6. mount and umount
Lesson Content
Before you can view the contents of your filesystem, you will have to mount it. To do that I’ll need the device location, the filesystem type and a mount point, the mount point is a directory on the system where the filesystem is going to be attached. So we basically want to mount our device to a mount point.
First create the mount point, in our case mkdir /mydrive
$ sudo mount -t ext4 /dev/sdb2 /mydrive
Simple as that! Now when we go to /mydrive we can see our filesystem contents, the -t specifies the type of filesystem, then we have the device location, then the mount point.
To unmount a device from a mount point:
$ sudo umount /mydrive
or
$ sudo umount /dev/sdb2
Remember that the kernel names devices in the order it finds them. What if our device name changes for some reason after we mount it? Well fortunately, you can use a device’s universally unique ID (UUID) instead of a name.
To view the UUIDS on your system for block devices:
pete@icebox:~$ sudo blkid
/dev/sda1: UUID="130b882f-7d79-436d-a096-1e594c92bb76" TYPE="ext4"

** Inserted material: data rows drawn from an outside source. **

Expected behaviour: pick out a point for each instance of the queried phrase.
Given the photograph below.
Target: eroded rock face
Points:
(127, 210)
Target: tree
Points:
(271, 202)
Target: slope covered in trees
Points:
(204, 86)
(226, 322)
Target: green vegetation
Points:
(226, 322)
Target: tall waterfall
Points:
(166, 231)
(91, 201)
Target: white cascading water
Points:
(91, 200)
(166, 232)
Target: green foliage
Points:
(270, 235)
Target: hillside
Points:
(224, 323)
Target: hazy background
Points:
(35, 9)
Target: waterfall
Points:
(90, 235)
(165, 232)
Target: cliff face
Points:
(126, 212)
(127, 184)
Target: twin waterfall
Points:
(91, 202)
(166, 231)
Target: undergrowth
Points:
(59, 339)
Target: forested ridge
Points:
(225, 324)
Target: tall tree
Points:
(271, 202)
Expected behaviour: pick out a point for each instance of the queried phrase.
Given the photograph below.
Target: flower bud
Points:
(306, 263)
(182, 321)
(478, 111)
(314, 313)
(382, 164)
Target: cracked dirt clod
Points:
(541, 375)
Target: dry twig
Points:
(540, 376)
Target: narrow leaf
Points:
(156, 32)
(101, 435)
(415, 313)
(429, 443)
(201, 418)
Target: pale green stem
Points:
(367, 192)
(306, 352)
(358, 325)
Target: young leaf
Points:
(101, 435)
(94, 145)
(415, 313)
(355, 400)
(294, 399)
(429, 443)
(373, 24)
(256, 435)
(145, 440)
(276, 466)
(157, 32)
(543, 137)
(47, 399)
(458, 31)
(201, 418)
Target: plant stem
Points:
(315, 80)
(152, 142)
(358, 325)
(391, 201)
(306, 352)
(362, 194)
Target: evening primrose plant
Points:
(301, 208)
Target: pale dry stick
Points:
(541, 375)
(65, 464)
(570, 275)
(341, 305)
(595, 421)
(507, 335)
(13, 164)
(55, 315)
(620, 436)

/dev/sda5: UUID="22c3d34b-467e-467c-b44d-f03803c2c526" TYPE="swap"
/dev/sda6: UUID="78d203a0-7c18-49bd-9e07-54f44cdb5726" TYPE="xfs"
We can see our device names, their corresponding filesystem types and their UUIDs. Now when we want to mount something, we can use:
$ sudo mount UUID=130b882f-7d79-436d-a096-1e594c92bb76 /mydrive
Most of the time you won’t need to mount devices via their UUIDs, it’s much easier to use the device name and often times the operating system will know to mount common devices like USB drives. If you need to automatically mount a filesystem at startup though like if you added a secondary hard drive, you’ll want to use the UUID and we’ll go over that in the next lesson.
Exercise
Look at the manpage for mount and umount and see what other options you can use.